Qui peut soigner les élèves-infirmiers ?
- Pauline Bluteau
- 24 nov. 2017
- 3 min de lecture

Ils soigneront bientôt nos petits bobos, s'occuperont de nos enfants ou de nos parents, se déplaceront dans nos campagnes et tenteront de calmer nos angoisses. Mais ce que nos futurs infirmiers et infirmières ne savent pas, c'est qu'ils se sont lancés dans un véritable parcours du combattant. Pour le meilleur et surtout pour le pire.
Chaque année, près de 90 000 étudiants font leur entrée en IFSI (institut de formation en soins infirmiers). L'école dure trois ans. Trois années durant lesquelles les étudiants partagent leur temps entre ingurgiter des centaines de noms de maladies et travailler dans les différents services des hôpitaux. Trois années durant lesquelles ils apprennent à prendre soin de leur patients, au détriment de leur propre santé.
C'est en tout cas ce qu'a voulu mettre en avant la Fédération nationale des étudiants en soins infirmiers (FNESI), dans une enquête publiée en septembre dernier. 14 000 étudiants y ont participé et le bilan est édifiant. 81,5% d'entre eux ont déjà envisagé d'arrêter leur formation au cours de leurs trois années d'études. À l'origine de ce mal-être : des stages souvent négligés par l'équipe soignante.
Des étudiants traumatisés
« Harcelée moralement pendant un stage il y a un an, cela m'a conduite à une dépression. J'ai vécu ce stage comme un réel traumatisme », confie une étudiante. Cette expérience, la jeune fille n'est pas la seule à l'avoir subi : 80,4% des étudiants interrogés pensent que leurs études ont un impact négatif sur leur santé, à la fois physique et morale. « Cette formation n'est pas à la hauteur de toutes les valeurs que l'institut essaye de nous inculquer au cours des trois années d'études. Elle est loin d'être bienveillante et humaniste », continue un élève.

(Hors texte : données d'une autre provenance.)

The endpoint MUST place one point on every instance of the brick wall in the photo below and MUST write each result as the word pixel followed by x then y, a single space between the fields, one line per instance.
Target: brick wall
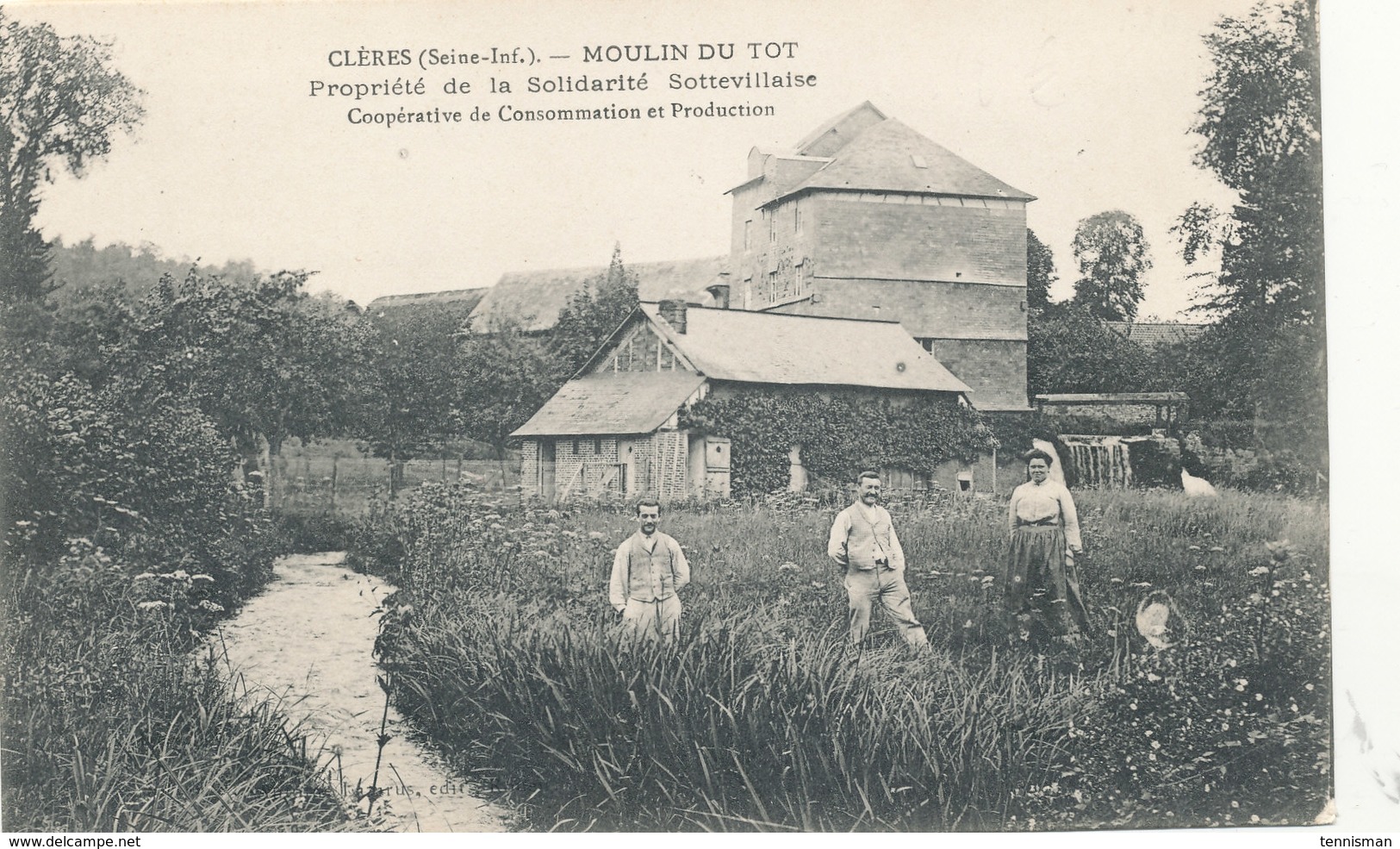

Lors de leurs stages, les futurs infirmiers prennent conscience des réalités de leur métier. Des situations de stress, des services en sous-effectif, des patients qu'ils n'ont pas le temps d'apprendre à connaître... Les étudiants ne sont pas correctement encadrés et leur santé morale est la première à en pâtir. 61,8% d'entre eux estiment être épuisés psychologiquement, souvent voire tout le temps. Et 78,2% se disent stressés.
Les chiffres vont même encore plus loin : 19% des étudiants ont déjà souffert de dépression au cours de leur formation, 33,9% ont déjà eu une crise d'angoisse et deux étudiants sur dix consomment de la drogue. « Je ne fumais presque jamais avant d'entrer à l'IFSI, puis j'ai augmenté progressivement ma consommation de cannabis à cause du stress presque permanent », témoigne un étudiant.
Un véritable cercle vicieux
Épuisés psychologiquement, c'est ensuite la santé physique des étudiants qui se dégrade à toute allure. Malmenés durant leur stage, incompris, pas écoutés et parfois même harcelés, les futurs infirmiers perdent le contrôle d'eux-mêmes. Ils ne font plus de sport, dorment de moins en moins bien et vont souvent travailler la boule au ventre.
D'après l'enquête, 50,6% des étudiants estiment que leur santé physique s'est dégradée depuis leur entrée en IFSI. Et 75,4% sont épuisés physiquement. « J'ai perdu 10 kg en première année. Je craignais ma rencontre avec les patients à l'entrée en formation. Aujourd'hui, ce sont les soignants que je crains », explique une étudiante. « Cet épuisement psychologique à long terme (stress, manque d'envie et de confiance...) a fini par impacter ma santé physique. Je suis aujourd'hui dans un cercle vicieux. Je pense sérieusement à arrêter la formation », poursuit une autre.
Pour éviter d'en arriver là, la FNESI propose la mise en place de suivis psychologiques individualisés au sein des instituts. Mais la route semble encore longue pour faire entendre la voix de notre futurs soignants.